Of that Barbri class--which was between 25-30 people, all of whom had graduated law school, some just that year from "excellent schools"--ONLY 2 OF US PASSED. We connected during the classes because you can tell who isn't a doofus from the questions they ask--and I must say, the computer beating 90% of that cohort probably wouldn't be that hard.
Did the computer take the multistate ethics exam? In fact, is that exam still required?
Whatever. Beating 90% of candidates on these two tests doesn't seem to me like a big deal.
How many 90%ile LSAT takers could also get a 4 or 5 on AP BC calc, AP Physics, AP Chemistry, do well on standard comp-sci benchmarks, and more today with no preparation.
Clearly GPT-4 is smarter than most humans.
InB4 people start telling me that 'test taking != intelligence.'
Idk, but 3 of us 6 were engineers, so there you go.
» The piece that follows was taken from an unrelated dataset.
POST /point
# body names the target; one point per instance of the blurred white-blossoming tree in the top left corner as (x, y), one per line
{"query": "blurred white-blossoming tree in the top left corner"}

The others were a philosophy PhD, a history MA, and the one I considered bottom-shelf was a liberal arts major from a private college.
So, I have no idea—but, back in the day, I suspect more than a few.
Standardized tests are easy to ace, it just takes dedication, study, and training—LOL like distance running! IMO not much intelligence required. Same with the lower echelons of the hard sciences, and math, such as AP exams and undergrad level, even now masters level.
Look at the caption vision modality generated for the discord page during the demo. I use OCR regularly for pdf parsing and this ain’t that. If you can’t see how this will be integrated with web search/ documentation lookups your thinking is short-sighted
Interesting but also sort of irrelevant, since the actual score on the bar doesn't matter in any way except inasmuch as whether you hit the passing mark for your state, or didn't. What do you call a person who only just reaches the minimum passing score on the bar exam? A lawyer. No one cares what your score was if it was high enough to be admitted to the bar.